Mr. Ruffin has also founded and led several other key industry organizations in the life sciences sector with a primary focus on cell and gene medicine and the application of artificial intelligence in healthcare. From September 2009 – December 2019, he co-founded, built and led the Alliance for Regenerative Medicine (ARM), the foremost global advocacy organization representing the interests of the cell and gene therapy and tissue engineering communities. In January 2018 he led the effort to establish the ARM Foundation for Cell and Gene Medicine and has served on its Board of Director’s and as the Executive Director since its launch. He also co-founded the Standards Coordinating Body for Regenerative Medicine and continues to serve on its’ Board of Directors and was founder and Board member of the Interoperable Informatics Infrastructure Consortium (I3C), an international standard setting body for the bioinformatics industry. Most recently, Mr. Ruffin co-founded the Alliance for Artificial Intelligence in Healthcare (AAIH) in 2019, a multi-stakeholder advocacy organization comprised of technology developers, pharma companies, and research organizations with a common goal of realizing the potential for AI in healthcare to significantly improve quality of care.
Prior to his work in the private sector, Mr. Ruffin worked for U.S. Senator Arlen Specter for five years as his senior legislative assistant. In his early career he worked for the Systems Planning Corporation International and the Center for Strategic and International Studies. Mr. Ruffin received his MA in International Studies & Economics from the Johns Hopkins School for Advanced International Studies (SAIS) and his BA from the University of Virginia.

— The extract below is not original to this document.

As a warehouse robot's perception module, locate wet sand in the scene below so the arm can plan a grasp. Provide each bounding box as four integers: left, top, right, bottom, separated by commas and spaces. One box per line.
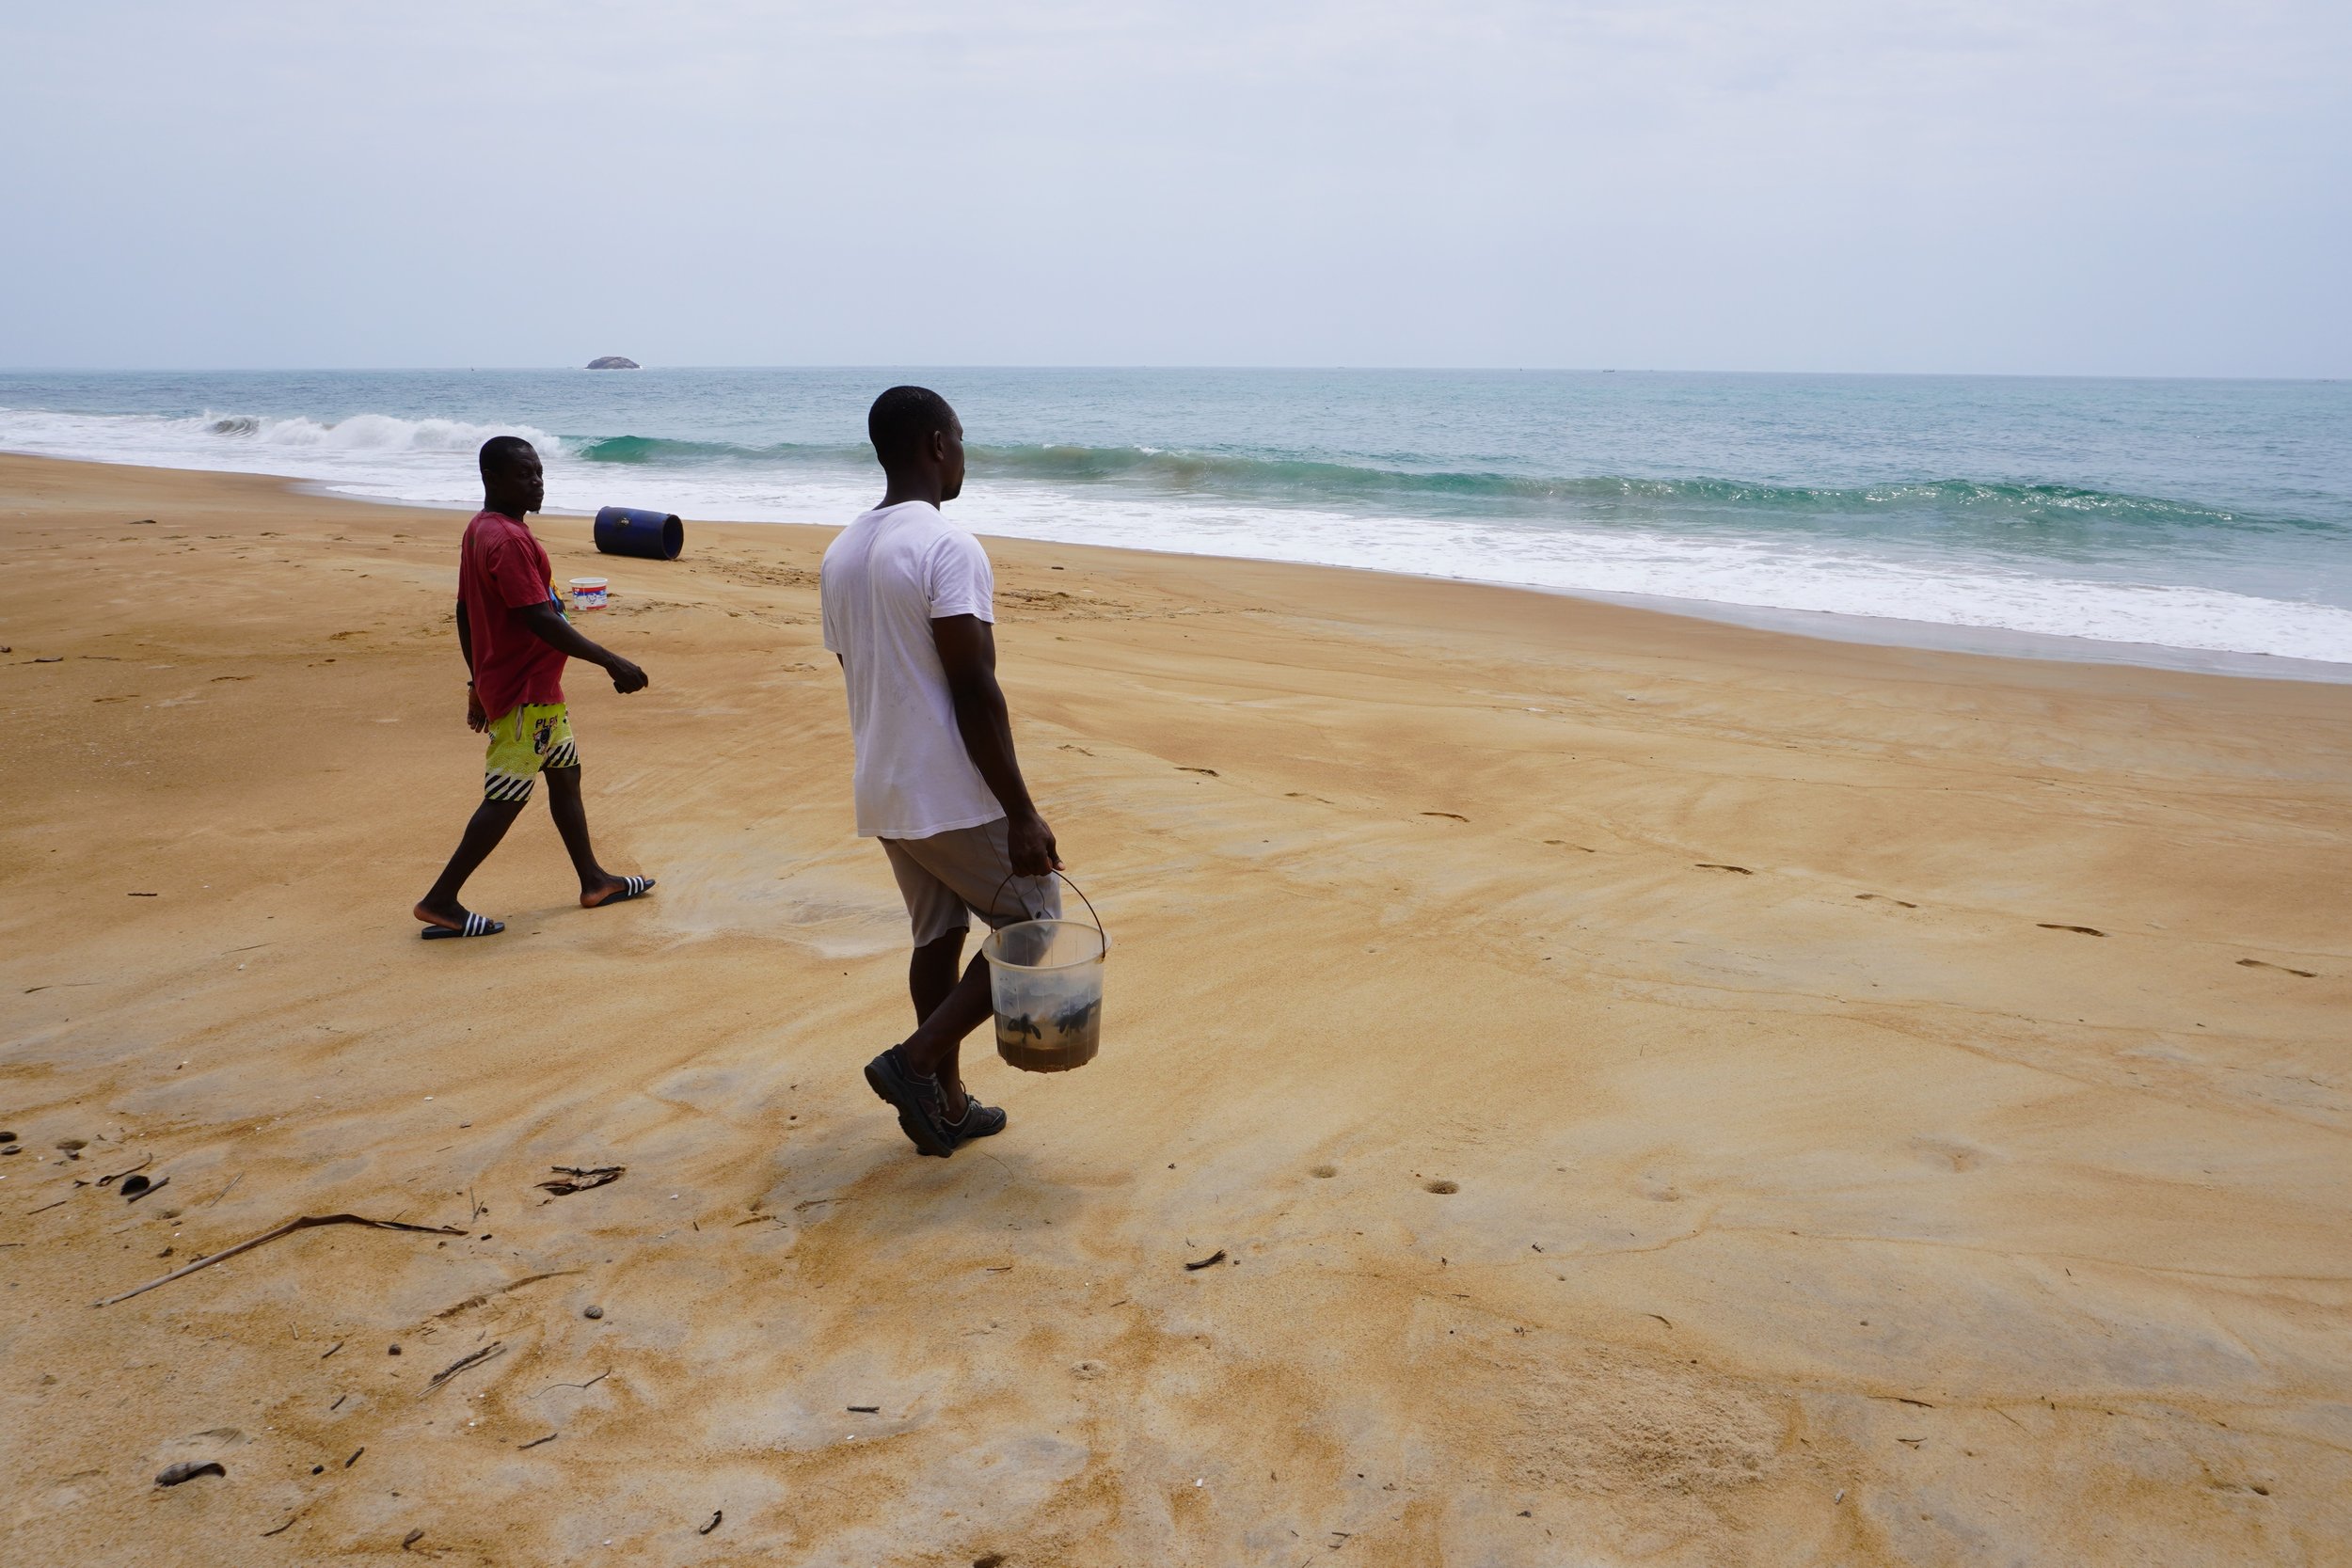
2, 453, 2348, 1565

Favorite Quote: “Don’t sweat the petty things and don’t pet the sweaty things.” — George Carlin
Alvin is an experienced biopharma executive with more than 15 years of clinical and drug development experience, encompassing the full spectrum from discovery/translational to post-marketing programs. He has worked in multiple therapeutic modalities, including cell/tissue therapy, enzyme replacement, and small molecule approaches. Alvin is a rare disease specialist with a successful track record in building and managing complex organizations to accomplish end-to-end drug development. Alvin was most recently President and CEO of Disarm Therapeutics. Prior to Disarm Therapeutics, he was CEO of Enzyvant Therapeutics, a development-stage biotechnology company. Prior to Enzyvant, he was Executive Vice President and Head of R&D at Retrophin, where he managed the development and progress of a diverse pipeline encompassing rare neurological and renal diseases. Earlier in his career, he was a founding member of Pfizer’s rare disease research unit. He was also previously a management consultant for L.E.K. Consulting and McKinsey & Company.
Alvin holds an M.D. from the University of Alabama and an MBA from the Kellogg School of Management at Northwestern University. He completed his residency training in internal medicine at Massachusetts General Hospital.